El largo proceso que está siguiendo el proyecto de Estatut d´Autonomia de Catalunya ha puesto de relieve los viejos demonios, las ya seculares reacciones adversas que suelen producirse en el conjunto de España. Es probable que tengamos que aguardar un tiempo hasta que la necesaria mayoría de ciudadanos asuma el planteamiento de una España plurinacional. Será entonces cuando el Estado se estructure de manera que las diversas naciones y pueblos se sientan cómodos en el seno de España.

Hoy por hoy, las reacciones que se han producido ante el proyecto del Estatut son inquietantes, penosas y decepcionantes. Elementos significativos de diversos estamentos de la sociedad española - magistrados, militares, políticos, empresarios- han utilizado gruesas expresiones de rechazo a la voluntad del pueblo catalán y han dado muestras de una escasa comprensión de lo que es hoy España.

Pero lo que aquí quiero subrayar es el papel desempeñado por el sector jerárquico de la Iglesia. Me refiero a la Conferencia Episcopal Española y, en concreto, a aquellos obispos a quienes les parece tolerable el hecho de que, desde una cadena de emisoras de radio que pertenece mayoritariamente a la Iglesia, se insulten, se menosprecien o se ridiculicen instituciones y personas de nuestro país. Esta actitud, además de ser contraria a los principios del Evangelio, manifiesta una voluntaria ignorancia de la doctrina pontificia, la cual están obligados a respetar.

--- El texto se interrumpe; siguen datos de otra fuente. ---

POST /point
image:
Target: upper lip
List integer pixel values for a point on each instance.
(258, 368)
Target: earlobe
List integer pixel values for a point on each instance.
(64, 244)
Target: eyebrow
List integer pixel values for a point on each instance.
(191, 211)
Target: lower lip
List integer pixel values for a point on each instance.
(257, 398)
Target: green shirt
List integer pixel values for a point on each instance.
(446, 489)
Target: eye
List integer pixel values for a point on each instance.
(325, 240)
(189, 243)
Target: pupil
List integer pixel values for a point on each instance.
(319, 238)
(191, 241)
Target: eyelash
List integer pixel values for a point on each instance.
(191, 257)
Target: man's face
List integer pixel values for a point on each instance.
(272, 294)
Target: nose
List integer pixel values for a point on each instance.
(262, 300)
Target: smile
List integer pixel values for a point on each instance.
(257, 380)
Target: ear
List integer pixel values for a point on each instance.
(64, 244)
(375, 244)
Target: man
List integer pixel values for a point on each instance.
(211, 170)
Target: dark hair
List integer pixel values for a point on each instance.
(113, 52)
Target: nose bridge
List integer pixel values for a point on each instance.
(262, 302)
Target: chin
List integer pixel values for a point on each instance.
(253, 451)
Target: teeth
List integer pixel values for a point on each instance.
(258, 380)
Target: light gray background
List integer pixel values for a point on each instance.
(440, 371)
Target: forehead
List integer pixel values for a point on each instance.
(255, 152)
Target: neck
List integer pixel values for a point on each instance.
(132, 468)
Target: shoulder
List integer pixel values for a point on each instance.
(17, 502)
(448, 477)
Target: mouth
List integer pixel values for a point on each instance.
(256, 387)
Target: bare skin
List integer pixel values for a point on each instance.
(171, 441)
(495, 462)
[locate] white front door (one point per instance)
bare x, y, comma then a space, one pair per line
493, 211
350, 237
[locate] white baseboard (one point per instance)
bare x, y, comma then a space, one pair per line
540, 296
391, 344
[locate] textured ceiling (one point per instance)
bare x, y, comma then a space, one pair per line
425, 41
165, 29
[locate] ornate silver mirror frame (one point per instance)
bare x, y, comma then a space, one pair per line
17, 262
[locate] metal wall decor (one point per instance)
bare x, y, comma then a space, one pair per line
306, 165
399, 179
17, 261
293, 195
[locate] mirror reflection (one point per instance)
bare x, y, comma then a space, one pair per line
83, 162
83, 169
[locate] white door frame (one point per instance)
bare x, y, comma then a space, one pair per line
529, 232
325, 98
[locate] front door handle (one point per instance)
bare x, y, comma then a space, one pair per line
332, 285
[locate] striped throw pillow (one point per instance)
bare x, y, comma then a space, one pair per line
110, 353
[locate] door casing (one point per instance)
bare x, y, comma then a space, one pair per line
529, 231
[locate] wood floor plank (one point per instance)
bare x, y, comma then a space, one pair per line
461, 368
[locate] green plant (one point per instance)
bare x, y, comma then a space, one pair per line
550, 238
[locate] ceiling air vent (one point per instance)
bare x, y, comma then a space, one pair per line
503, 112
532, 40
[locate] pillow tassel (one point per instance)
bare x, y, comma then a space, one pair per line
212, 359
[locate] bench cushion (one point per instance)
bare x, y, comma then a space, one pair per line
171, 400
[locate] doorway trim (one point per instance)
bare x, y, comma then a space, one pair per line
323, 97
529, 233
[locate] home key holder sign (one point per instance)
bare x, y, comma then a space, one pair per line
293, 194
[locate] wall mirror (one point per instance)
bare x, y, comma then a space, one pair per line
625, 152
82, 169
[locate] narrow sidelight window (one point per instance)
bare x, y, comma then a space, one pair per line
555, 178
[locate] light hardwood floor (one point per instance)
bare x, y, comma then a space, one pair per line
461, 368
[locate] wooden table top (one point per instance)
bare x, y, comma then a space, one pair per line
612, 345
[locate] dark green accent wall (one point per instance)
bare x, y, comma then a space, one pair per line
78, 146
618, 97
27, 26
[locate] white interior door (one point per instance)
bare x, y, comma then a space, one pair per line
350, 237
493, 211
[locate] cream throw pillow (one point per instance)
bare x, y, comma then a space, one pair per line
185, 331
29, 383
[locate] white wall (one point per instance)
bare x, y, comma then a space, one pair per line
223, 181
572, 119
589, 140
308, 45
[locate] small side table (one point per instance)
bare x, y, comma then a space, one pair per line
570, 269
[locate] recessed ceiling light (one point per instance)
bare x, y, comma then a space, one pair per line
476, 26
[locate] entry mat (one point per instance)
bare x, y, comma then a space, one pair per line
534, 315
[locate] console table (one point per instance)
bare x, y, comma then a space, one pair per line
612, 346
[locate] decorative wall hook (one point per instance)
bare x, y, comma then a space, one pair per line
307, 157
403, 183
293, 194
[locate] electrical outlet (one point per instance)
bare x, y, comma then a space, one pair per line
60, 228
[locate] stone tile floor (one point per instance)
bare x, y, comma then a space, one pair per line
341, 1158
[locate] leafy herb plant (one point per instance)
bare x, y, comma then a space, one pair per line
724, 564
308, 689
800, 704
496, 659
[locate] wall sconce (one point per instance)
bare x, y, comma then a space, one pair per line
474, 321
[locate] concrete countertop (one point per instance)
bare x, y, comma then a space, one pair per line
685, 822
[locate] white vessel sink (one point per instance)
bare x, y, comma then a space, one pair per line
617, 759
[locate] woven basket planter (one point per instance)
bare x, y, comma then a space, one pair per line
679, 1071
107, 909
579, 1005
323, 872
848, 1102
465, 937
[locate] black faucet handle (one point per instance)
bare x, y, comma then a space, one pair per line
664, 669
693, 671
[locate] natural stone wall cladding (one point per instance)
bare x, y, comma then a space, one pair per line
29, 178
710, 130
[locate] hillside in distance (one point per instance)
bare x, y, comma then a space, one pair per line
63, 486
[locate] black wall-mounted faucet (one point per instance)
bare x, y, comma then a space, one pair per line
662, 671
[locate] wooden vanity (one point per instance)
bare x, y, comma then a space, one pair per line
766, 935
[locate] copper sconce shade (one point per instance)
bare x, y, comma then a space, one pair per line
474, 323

Evidentemente, ninguna autoridad eclesial ha dicho que España sea un Estado de una sola nación o de varias, pero desde León XIII hasta

Juan Pablo II la Iglesia se ha ocupado de legitimar la voluntad nacional de los pueblos. La doctrina del magisterio contempla a fondo el concepto de nación, la realidad del nacionalismo, los diversos aspectos - psicológicos, históricos, sociológicos- que lo configuran, los problemas que se derivan del hecho nacional o la problemática nacional que se presenta en los estados.

Es sumamente ilustrador el pensamiento de Karol Wojtyla sobre el hecho nacional. Al tiempo que proclama el derecho que tienen las naciones a la existencia, afirma que "ningún Estado, ninguna otra nación ni ninguna organización internacional están legitimados para decidir que una determinada nación no tiene derecho a existir". Este derecho fundamental - explica Wojtyla- no implica que una nación se haya de constituir necesariamente en Estado soberano, sino que pueden existir diversas formas de agregación jurídica entre naciones, como las que se dan en los estados federados o en las confederaciones de varias entidades nacionales.

Me pregunto si esos obispos españoles a los que me he referido conocen la mencionada doctrina pontificia. Si es así, hacen caso omiso de ella. Me pregunto también si se han enterado de aquella toma de posición de sus homólogos catalanes sobre este asunto de la nación. Afirmaban en 1987, y siguen afirmando hoy, mientras no lo desmientan: "Como obispos de la Iglesia de Catalunya, encarnada en este pueblo, damos fe de la realidad nacional de Catalunya, labrada a través de mil años de historia". Lo cual pone de manifiesto que la reivindicación nacional de este país no es un invento de algunos políticos caprichosos para exasperar los ánimos de quienes creen en el dogma de una sola nación.

No sólo los políticos, los intelectuales, los empresarios o los profesionales de cualquier ámbito están llamados a propiciar un clima ciudadano que supere las tensiones que surgen en esta sociedad civil española de principios de siglo XXI. También las autoridades eclesiásticas están comprometidas en la invención de una España basada en el pacto, en el interés mutuo, en la relación franca y libre, y en la solidaridad voluntaria de los pueblos y las naciones que la componen.